Even stalwarts of the amyloid hypothesis think that Nixon is on to something. “He’s been saying there’s something wrong in the endosome-lysosome pathway for a long time,” says Hardy. “With very convincing evidence.” Although Hardy still thinks that familial disease is caused by the overproduction of amyloid-β, he agrees that sporadic Alzheimer’s is mainly a problem of clearance. But while Nixon’s work implicates lysosomes, Hardy blames microglia, mainly because gene-association studies strongly implicate microglia in sporadic Alzheimer’s disease. Nixon, however, contends that these cells come into play later in the course of the disease. “Microglia clear extracellular amyloid, but we’d say this mainly occurs after it’s released from dying cells,” he says.
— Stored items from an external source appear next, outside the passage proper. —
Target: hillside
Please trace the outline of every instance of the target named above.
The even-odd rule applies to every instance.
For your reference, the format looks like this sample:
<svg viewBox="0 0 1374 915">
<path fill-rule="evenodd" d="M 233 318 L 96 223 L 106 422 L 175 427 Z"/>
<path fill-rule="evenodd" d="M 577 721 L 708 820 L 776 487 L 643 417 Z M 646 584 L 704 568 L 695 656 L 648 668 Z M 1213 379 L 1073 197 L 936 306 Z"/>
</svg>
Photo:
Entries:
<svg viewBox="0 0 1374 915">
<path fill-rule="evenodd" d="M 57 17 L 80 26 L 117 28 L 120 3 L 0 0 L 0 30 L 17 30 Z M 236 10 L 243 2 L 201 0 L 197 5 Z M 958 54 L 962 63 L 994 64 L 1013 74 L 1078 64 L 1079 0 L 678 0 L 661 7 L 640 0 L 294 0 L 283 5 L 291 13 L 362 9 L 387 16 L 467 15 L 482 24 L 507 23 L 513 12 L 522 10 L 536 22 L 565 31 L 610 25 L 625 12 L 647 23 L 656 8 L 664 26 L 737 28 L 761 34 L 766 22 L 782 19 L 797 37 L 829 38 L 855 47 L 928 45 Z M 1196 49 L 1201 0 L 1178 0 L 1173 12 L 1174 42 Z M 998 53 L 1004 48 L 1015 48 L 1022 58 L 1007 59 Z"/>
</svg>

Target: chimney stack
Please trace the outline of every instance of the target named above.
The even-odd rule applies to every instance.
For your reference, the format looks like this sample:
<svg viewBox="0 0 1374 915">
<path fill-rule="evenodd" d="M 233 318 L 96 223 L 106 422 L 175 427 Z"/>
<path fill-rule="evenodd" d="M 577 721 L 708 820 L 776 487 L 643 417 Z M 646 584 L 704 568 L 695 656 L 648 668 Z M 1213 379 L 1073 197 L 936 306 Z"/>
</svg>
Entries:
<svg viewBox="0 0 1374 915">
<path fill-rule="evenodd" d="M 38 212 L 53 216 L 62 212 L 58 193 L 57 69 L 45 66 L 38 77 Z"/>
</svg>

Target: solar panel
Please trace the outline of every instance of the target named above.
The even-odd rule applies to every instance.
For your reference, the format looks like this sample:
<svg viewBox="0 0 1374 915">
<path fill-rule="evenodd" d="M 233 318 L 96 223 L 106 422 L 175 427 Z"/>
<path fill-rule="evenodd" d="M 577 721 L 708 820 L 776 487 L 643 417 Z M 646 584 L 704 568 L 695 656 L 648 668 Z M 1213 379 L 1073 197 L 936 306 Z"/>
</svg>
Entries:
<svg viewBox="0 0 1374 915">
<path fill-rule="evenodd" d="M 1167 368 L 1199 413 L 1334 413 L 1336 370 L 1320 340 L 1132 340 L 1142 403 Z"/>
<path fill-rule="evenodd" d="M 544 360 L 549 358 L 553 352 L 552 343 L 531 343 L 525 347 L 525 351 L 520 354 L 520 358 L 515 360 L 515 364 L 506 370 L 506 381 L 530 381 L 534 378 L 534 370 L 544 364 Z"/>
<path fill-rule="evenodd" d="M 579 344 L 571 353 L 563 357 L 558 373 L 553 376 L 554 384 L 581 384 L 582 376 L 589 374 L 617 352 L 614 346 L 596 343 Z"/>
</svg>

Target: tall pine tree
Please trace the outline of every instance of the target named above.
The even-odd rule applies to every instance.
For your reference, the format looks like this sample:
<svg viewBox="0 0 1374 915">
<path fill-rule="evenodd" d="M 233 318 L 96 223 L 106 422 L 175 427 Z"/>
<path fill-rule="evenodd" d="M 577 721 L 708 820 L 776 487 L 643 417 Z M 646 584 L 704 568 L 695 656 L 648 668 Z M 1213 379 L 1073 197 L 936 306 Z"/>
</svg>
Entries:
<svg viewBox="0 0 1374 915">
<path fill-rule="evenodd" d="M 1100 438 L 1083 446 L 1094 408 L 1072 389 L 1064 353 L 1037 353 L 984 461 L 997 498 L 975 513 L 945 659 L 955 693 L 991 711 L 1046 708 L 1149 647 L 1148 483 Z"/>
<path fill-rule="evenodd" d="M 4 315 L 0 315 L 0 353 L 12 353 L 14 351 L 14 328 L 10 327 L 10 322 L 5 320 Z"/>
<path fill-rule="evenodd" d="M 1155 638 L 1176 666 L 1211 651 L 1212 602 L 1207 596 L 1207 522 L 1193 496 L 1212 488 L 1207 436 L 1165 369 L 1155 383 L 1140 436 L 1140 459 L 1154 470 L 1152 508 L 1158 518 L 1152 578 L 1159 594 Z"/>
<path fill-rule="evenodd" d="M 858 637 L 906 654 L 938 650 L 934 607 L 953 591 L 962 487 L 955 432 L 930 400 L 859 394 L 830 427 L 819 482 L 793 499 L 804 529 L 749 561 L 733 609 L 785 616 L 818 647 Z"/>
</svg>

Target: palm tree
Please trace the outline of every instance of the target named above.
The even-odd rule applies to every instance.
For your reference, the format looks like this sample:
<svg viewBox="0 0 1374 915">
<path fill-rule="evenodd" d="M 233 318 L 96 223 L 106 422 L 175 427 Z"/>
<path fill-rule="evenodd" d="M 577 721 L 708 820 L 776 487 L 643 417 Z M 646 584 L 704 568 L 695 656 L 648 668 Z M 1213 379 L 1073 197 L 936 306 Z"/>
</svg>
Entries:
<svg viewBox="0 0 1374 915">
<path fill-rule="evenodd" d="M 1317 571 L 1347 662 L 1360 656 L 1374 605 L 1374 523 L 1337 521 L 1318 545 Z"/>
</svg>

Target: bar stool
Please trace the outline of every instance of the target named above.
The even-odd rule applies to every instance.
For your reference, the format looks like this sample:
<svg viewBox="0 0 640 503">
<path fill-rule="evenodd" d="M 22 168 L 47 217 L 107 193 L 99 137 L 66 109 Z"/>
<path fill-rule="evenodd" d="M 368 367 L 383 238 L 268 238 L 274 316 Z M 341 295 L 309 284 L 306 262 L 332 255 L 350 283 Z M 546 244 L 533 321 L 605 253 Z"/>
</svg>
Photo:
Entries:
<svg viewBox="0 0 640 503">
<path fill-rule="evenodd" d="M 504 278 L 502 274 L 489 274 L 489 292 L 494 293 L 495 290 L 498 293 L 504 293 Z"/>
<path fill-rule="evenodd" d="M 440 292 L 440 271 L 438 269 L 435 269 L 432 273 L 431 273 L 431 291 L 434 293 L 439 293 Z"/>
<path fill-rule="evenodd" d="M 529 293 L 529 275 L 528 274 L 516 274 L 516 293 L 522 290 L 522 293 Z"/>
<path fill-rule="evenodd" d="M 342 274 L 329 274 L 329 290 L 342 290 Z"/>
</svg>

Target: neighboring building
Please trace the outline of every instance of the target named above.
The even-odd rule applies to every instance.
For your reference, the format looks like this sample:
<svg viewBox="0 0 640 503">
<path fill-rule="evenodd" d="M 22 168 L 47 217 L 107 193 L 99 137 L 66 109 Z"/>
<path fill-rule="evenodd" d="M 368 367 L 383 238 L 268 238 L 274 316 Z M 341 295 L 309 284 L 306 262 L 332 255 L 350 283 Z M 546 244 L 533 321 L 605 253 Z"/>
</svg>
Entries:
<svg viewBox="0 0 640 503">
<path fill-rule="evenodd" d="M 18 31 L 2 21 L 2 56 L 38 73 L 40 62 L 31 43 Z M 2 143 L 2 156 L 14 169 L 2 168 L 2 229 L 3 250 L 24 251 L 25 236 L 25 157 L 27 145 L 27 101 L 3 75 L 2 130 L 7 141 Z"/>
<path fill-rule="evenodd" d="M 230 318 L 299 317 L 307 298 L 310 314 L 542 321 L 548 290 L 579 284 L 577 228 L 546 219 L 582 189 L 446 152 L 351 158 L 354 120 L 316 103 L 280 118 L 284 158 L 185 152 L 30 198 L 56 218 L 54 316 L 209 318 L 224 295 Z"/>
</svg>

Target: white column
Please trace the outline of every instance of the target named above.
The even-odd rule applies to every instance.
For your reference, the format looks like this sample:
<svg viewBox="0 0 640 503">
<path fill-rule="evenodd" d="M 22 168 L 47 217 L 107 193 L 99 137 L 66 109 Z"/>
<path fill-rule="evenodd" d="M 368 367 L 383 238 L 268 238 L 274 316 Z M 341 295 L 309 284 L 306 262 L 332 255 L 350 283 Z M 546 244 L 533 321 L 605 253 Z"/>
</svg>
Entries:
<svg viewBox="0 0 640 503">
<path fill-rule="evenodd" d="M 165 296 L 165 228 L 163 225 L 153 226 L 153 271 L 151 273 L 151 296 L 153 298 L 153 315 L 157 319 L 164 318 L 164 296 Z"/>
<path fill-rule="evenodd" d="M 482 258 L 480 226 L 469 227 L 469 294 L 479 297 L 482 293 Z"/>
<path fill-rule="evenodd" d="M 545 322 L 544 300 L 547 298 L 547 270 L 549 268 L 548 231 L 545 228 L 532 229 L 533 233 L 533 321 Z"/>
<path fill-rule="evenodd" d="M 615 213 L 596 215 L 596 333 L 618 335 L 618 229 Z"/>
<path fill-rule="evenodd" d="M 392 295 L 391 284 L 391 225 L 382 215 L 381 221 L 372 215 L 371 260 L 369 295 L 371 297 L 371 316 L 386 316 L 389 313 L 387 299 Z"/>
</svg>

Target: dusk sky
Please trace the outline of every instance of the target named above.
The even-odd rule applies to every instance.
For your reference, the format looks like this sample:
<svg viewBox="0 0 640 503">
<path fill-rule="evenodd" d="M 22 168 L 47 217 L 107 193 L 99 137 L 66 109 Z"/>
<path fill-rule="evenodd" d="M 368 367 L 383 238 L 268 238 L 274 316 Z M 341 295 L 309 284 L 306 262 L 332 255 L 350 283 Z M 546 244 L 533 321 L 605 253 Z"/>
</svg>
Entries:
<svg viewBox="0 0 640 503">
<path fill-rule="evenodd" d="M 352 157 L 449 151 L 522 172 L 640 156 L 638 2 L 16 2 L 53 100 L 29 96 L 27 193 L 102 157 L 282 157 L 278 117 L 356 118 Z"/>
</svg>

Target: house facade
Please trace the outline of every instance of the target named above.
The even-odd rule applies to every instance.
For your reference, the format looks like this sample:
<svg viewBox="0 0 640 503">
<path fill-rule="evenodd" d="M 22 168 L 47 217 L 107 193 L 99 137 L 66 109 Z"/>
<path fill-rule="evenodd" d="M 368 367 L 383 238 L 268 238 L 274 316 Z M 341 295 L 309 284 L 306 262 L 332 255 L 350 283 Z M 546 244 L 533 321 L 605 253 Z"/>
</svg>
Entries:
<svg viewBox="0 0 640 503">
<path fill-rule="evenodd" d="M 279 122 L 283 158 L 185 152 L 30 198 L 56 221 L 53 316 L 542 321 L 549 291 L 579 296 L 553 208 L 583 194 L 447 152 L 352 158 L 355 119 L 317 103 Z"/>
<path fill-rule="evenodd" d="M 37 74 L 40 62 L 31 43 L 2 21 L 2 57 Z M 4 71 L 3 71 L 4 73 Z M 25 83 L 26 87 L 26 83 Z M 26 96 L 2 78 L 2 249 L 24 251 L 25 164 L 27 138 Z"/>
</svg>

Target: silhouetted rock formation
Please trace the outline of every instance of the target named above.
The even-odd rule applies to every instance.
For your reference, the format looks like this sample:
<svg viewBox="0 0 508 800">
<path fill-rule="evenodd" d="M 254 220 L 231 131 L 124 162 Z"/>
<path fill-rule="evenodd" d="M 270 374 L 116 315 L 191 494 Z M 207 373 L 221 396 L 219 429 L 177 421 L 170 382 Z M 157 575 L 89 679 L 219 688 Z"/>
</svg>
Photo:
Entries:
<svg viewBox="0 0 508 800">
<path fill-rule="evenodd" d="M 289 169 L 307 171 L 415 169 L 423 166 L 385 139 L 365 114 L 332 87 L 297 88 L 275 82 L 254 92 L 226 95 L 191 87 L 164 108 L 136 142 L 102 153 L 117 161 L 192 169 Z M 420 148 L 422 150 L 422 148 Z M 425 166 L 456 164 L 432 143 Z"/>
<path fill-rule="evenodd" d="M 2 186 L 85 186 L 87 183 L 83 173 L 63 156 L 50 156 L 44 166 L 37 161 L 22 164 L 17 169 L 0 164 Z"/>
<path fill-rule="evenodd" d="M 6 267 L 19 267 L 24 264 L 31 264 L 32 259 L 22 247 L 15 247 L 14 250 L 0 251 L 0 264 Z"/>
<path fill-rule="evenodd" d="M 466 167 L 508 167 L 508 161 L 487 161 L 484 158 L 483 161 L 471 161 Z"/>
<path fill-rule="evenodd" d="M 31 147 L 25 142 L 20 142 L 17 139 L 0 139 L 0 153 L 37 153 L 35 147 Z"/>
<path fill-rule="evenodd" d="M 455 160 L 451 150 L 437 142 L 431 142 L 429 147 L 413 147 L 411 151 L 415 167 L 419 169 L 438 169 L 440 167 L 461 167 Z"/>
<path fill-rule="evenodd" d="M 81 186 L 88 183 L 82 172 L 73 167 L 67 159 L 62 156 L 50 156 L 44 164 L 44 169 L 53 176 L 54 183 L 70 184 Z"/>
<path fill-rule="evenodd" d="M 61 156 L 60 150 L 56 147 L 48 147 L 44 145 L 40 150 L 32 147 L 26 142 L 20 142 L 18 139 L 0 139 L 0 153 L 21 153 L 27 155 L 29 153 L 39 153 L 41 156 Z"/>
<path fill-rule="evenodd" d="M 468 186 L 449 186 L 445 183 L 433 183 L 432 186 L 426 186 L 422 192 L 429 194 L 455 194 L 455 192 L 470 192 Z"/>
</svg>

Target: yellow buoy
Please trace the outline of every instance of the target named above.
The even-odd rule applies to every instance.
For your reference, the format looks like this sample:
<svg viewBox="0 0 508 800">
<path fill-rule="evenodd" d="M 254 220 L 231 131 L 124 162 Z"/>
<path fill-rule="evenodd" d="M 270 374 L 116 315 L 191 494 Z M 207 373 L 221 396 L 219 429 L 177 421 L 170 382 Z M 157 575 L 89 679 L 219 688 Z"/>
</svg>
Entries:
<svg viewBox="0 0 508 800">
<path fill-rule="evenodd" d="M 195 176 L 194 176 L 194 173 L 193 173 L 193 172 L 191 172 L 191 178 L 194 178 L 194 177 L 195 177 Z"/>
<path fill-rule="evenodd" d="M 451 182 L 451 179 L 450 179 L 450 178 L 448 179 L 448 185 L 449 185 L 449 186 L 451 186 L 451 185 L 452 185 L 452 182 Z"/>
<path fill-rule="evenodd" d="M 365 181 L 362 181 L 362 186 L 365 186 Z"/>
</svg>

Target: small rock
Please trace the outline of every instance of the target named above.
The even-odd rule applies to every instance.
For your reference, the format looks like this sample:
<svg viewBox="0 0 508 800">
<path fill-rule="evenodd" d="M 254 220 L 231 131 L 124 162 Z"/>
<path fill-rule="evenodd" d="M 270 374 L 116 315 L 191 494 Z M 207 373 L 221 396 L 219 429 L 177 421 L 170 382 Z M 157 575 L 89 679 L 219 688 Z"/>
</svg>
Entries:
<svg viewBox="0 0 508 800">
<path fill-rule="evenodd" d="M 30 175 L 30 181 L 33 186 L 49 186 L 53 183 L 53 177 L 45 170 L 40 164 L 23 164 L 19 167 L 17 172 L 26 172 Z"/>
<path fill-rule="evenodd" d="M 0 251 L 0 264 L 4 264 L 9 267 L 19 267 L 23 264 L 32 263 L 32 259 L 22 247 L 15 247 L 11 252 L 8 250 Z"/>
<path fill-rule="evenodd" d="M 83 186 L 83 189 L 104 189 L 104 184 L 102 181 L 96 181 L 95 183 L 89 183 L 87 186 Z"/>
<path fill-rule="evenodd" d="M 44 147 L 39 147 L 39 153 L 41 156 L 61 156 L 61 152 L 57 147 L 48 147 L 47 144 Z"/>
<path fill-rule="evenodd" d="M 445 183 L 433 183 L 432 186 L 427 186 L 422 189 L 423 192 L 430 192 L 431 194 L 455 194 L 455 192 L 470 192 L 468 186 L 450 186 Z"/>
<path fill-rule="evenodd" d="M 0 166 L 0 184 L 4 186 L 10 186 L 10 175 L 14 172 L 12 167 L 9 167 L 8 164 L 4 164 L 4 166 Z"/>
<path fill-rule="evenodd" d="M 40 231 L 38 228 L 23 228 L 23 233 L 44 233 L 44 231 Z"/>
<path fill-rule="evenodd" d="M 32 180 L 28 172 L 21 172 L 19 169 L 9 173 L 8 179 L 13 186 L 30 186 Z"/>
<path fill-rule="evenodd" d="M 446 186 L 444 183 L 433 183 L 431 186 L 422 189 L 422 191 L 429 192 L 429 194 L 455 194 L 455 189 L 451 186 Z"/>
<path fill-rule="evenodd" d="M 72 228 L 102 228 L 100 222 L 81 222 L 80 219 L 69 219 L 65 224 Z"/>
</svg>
The consequences for future treatments are significant. If Nixon is right, then, just as vacuuming up wood dust from the floor won’t solve the problem of termites in your wall, clearing amyloid-β plaques will never halt the disease, because it doesn’t address the underlying problem. It might make you feel better in the short term, he says, just as removing dust might help a person to breathe more easily — but no more than that. Others see the logic in this thinking. “If the clearance mechanisms are the primary things that go wrong, then we’ve got to rescue them,” says Rubinsztein.

Today’s plaque-clearing anti-amyloid drugs are a valuable and significant step forward. But as understanding of the disease grows, so does the feeling that stopping Alzheimer’s might require treatments that do more than these antibodies can.